Hadi menjelaskan, sejak 2019 sudah ada 21 sumur resapan yang dibangun pihak Danone Indonesia sehingga pada musim hujan sekalipun air tetap tersedia bahkan di kedalaman 50 cm-1 meter. Selain itu, program jasa lingkungan yang diterapkan Danone juga dianggap Hadi tidak hanya berdampak baik bagi pengembangan pertanian, tapi juga mengurangi pengangguran.

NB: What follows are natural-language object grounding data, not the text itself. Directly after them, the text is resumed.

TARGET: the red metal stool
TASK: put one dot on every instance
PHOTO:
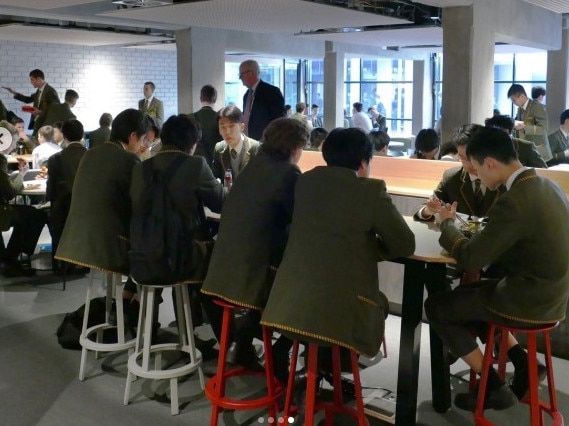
(537, 406)
(215, 387)
(337, 405)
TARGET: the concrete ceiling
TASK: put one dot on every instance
(257, 16)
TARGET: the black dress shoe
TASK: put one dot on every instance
(497, 399)
(520, 382)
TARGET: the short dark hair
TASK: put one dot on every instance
(105, 120)
(37, 73)
(504, 122)
(282, 136)
(379, 139)
(128, 121)
(516, 89)
(181, 131)
(347, 148)
(232, 113)
(462, 134)
(427, 140)
(317, 136)
(537, 91)
(491, 142)
(71, 95)
(72, 130)
(208, 94)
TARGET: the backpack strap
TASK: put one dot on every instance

Harapan kami, program konservasi air ini bisa lebih ditingkatkan lagi, bukan hanya untuk memenuhi kebutuhan saat ini tapi juga untuk anak dan cucu kami kedepannya," pungkas Hadi.
Sedangkan bagi Lilis, manfaat yang ia rasakan dari program-program yang dibikin Danone Indonesia di daerahnya—salah satunya adalah WASH (Water Access, Sanitation, and Hygiene)—di samping ketersediaan air bersih adalah meningkatnya kesadaran warga akan kebersihan.
"Kami mendapatkan ilmu yang sangat bermanfaat perihal perilaku hidup bersih dan sehat sehingga perilaku higienitas kami berubah. Sekarang kami tidak lagi menggunakan air sawah atau berjalan jauh untuk mengambil air," ungkap Lilis.
Jika satu jenama seperti Danone Indonesia terbukti memberikan dampak yang baik terhadap kelestarian biofisik dan sosial ekonomi sebuah DAS, bayangkan, apa jadinya jika hal demikian diikuti pula oleh jenama yang lain. Diketahui, ada 24 perusahaan yang beroperasi di—dan memanfaatkan air cekungan air tanah—Sub DAS Citatih.
Dengan adanya kerjasama semua perusahaan di atas, kita boleh optimis bahwa kebaikan yang akan dirasakan masyarakat bisa bertambah dan upaya melestarikan lingkungan tidak seberat jika dipikul sendirian. Singkatnya, berat sama dipikul ringan sama dijinjing. Untuk kebaikan bersama, semua pihak harus saling dukung dan berkolaborasi.